When I was on my epic college search, my sister told me she knew the perfect one for me - UMBC. I visited with my parents, receiving the typical tour and geeking out way too much over the library. I visited with my now brother-in-law and attended a WWII history course taught by Dr. Clay Laurie and I truly felt a connection I had been missing at other schools. When I was accepted and asked to join the Honors College, I decided to head to UMBC in the fall of 2006.
After 4 years at UMBC making the best friends a girl could have and experiencing all the things, I decided to stay for a little bit longer and completed my Master's in Historical Studies, concentrating on public history. I loved the program and felt so supported by my fellow students and the History Department faculty.

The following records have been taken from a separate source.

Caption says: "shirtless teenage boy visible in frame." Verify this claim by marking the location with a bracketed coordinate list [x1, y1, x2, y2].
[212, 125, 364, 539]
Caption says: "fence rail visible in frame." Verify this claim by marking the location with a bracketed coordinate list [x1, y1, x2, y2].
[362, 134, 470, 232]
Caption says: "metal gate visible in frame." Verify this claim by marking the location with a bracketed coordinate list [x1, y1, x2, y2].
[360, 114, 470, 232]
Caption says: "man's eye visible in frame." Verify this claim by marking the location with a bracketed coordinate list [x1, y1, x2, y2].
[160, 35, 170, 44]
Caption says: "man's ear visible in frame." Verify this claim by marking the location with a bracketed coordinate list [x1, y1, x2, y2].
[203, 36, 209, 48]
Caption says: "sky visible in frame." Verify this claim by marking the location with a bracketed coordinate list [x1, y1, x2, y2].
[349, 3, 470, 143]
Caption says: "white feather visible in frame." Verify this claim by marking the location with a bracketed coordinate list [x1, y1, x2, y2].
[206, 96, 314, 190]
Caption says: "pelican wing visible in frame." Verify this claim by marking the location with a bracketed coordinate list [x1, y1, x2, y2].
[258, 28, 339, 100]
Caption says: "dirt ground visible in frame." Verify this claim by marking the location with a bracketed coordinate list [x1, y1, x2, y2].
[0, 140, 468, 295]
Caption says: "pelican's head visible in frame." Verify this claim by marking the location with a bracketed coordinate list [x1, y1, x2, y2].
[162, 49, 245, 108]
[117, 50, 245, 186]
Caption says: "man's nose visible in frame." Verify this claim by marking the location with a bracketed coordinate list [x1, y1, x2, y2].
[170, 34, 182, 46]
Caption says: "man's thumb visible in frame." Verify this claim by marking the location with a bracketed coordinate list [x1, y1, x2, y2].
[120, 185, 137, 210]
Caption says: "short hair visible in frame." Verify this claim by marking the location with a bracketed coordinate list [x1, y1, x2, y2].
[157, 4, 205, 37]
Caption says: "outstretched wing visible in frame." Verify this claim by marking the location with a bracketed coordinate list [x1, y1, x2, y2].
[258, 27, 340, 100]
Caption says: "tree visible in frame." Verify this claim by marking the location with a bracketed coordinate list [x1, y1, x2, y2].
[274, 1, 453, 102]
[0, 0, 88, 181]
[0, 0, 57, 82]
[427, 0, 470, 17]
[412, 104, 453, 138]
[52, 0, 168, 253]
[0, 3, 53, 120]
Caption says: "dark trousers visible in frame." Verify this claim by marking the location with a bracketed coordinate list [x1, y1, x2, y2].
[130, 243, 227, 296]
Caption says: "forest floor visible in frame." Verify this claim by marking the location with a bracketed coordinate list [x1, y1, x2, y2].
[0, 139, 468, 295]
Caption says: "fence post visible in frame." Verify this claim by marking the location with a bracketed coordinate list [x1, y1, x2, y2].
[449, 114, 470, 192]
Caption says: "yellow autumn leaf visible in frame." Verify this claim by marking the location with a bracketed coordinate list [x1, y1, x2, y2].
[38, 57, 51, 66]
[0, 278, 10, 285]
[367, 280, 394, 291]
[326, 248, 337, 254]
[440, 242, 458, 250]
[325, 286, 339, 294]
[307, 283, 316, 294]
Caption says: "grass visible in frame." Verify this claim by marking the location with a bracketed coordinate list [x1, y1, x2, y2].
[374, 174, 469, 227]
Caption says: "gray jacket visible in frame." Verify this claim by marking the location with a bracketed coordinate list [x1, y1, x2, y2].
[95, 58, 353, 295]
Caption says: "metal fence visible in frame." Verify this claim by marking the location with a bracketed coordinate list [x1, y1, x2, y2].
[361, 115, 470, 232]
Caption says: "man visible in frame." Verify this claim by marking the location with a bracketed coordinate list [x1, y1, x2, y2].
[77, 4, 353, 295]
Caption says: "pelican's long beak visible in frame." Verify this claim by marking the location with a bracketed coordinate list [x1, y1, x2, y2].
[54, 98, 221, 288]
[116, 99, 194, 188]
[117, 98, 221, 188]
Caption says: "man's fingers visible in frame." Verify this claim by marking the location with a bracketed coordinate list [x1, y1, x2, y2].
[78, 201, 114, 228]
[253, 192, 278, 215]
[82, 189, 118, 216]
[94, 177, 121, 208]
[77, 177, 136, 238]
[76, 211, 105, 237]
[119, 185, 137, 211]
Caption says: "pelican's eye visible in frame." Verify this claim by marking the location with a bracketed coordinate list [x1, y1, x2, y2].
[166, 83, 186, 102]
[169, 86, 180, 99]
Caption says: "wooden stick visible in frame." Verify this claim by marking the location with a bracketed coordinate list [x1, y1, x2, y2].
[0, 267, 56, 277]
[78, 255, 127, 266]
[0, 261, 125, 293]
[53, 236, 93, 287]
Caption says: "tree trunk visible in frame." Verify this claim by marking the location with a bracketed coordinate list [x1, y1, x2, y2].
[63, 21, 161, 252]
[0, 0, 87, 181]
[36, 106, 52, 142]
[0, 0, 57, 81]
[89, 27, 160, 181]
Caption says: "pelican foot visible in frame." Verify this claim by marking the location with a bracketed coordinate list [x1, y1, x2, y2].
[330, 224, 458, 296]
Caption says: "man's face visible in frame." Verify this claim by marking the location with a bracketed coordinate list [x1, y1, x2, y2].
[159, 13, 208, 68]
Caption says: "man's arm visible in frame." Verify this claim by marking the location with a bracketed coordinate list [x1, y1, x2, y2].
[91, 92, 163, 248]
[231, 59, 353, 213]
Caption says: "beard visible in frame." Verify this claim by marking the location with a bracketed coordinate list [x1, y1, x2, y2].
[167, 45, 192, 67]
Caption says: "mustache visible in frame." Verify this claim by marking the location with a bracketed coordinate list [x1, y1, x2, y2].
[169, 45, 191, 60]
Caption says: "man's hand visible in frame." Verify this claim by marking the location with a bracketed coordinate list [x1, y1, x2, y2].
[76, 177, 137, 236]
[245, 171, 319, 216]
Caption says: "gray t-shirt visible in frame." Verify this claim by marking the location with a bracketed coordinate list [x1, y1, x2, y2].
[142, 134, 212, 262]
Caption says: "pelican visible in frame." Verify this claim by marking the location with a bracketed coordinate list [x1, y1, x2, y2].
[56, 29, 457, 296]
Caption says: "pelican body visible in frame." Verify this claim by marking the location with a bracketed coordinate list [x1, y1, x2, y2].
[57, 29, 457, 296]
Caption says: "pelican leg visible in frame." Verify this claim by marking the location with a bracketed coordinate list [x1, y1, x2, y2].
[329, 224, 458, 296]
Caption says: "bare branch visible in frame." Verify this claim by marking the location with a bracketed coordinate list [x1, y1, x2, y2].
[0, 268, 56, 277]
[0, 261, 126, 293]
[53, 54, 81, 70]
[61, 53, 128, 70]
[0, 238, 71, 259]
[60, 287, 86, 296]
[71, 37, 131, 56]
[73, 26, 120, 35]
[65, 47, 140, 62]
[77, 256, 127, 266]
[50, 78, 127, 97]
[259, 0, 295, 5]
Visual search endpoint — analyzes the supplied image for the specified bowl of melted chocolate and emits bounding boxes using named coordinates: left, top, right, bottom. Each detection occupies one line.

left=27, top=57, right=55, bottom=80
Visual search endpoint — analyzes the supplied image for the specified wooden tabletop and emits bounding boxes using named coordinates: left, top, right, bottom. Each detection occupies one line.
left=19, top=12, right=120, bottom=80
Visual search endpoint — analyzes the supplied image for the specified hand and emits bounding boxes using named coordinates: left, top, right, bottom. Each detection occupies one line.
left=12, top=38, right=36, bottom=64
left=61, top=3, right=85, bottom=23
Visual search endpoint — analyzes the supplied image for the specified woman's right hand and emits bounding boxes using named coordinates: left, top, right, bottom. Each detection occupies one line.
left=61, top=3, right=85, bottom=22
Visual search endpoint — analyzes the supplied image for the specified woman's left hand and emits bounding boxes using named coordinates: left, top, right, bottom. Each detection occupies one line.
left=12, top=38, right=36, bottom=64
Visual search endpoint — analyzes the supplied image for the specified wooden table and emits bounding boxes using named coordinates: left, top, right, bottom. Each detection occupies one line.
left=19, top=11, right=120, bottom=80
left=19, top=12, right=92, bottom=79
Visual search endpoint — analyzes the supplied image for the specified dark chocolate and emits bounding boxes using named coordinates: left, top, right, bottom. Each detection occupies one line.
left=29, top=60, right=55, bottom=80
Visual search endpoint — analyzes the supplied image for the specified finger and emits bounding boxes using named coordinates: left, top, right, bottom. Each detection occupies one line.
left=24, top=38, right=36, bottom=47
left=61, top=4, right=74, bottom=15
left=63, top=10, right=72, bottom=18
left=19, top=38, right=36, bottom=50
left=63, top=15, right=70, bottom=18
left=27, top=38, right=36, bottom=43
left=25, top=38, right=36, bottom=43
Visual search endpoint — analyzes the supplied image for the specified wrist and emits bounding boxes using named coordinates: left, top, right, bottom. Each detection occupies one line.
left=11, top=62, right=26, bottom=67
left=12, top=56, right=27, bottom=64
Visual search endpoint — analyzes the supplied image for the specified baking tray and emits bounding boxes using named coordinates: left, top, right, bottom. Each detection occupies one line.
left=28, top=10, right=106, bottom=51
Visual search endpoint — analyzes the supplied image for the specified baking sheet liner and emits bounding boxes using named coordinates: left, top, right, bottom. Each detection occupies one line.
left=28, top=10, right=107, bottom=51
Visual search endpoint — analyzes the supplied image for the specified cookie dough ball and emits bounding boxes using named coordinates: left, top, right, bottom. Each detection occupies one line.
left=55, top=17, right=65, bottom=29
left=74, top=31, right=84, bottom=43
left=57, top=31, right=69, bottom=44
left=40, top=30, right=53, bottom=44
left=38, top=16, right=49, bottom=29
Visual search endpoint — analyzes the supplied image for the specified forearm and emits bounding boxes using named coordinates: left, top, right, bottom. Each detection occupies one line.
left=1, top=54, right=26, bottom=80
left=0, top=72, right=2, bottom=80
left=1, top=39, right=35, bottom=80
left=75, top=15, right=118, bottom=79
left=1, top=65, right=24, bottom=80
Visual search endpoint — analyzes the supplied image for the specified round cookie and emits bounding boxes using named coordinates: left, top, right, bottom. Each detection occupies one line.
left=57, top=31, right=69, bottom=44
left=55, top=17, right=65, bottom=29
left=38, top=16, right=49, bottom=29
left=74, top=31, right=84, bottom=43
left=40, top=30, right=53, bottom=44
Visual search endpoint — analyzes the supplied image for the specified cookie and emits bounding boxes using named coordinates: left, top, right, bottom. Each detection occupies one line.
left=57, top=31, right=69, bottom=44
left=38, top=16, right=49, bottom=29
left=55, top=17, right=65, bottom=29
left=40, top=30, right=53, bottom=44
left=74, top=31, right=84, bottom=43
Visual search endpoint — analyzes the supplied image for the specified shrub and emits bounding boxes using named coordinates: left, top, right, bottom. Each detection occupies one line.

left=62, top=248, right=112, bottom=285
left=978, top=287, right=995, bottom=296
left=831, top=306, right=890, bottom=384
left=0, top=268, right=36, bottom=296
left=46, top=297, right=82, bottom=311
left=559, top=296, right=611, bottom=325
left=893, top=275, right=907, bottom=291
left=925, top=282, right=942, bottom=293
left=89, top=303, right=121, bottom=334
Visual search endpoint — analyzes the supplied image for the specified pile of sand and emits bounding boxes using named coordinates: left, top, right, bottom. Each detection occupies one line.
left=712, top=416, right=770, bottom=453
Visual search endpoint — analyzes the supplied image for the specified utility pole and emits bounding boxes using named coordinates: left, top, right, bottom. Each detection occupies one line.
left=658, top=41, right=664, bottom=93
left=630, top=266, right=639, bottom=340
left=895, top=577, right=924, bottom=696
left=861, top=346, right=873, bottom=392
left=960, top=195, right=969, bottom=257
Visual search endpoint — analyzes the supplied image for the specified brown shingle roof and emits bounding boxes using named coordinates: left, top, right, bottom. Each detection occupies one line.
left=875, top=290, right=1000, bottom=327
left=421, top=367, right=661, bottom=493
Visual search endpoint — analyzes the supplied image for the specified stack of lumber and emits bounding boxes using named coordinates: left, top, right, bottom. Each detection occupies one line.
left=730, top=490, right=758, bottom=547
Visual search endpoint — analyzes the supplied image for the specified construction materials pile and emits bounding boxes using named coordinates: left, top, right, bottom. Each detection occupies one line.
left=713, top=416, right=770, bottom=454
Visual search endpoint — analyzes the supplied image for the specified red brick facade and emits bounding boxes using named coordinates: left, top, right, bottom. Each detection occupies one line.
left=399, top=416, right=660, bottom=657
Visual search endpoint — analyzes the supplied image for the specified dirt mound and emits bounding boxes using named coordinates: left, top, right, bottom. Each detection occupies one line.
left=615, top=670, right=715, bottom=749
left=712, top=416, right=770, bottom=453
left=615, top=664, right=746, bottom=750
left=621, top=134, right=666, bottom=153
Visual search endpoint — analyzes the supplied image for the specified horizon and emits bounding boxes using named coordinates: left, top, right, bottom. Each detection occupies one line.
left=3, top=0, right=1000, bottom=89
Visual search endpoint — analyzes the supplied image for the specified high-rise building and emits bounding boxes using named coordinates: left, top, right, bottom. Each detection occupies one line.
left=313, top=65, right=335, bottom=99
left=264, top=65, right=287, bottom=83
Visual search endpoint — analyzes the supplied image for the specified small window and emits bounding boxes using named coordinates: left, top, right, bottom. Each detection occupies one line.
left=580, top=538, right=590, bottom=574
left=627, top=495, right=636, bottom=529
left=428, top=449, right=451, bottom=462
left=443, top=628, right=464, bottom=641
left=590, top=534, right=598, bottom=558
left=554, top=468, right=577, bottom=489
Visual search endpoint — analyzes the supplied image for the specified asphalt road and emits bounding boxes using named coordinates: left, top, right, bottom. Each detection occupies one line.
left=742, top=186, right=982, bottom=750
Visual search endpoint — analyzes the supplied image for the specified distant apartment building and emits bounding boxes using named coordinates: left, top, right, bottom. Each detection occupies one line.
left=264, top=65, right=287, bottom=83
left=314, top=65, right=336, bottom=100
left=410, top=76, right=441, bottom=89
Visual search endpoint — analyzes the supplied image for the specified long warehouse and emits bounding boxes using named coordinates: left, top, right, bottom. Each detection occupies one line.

I secured a position as a Research Archivist at the Maryland State Archives upon completion of the program after having interned for them over the summer. I work on the Study of the Legacy of Slavery in Maryland Program under the direction of Christopher Haley (nephew of famed author of Roots) and Emily Oland Squires (who is actually a UMBC alumna too!) It has been 4 years since I finished my Master's and 6 since I finished undergraduate, but I still maintain connections to the school that I am very proud of. I have worked with Dr. McDonough, Dr. Kars, and Dr. Meringolo in the History Department to help students understand archives and more easily access the records within them. I find great joy in being a keeper of records and paying it forward, helping students understand what's in these records and how important they are. It's been a pleasure to stay in contact with my former professors and I thank them for such a positive experience at UMBC. I am also thankful everyday that I get to "DO" history...it is one of the joys of my life.
I currently live in Baltimore and absolutely love this city. In a lot of ways, I feel like it's difficult to talk about what I've accomplished so far, but my hope is to continue to use my education and career in ways that help city residents, particularly teachers and students.
(Also thanks to Marylana Demond Max Cole for photographing and interviewing me in an issue of the UMBC Magazine about public history at work).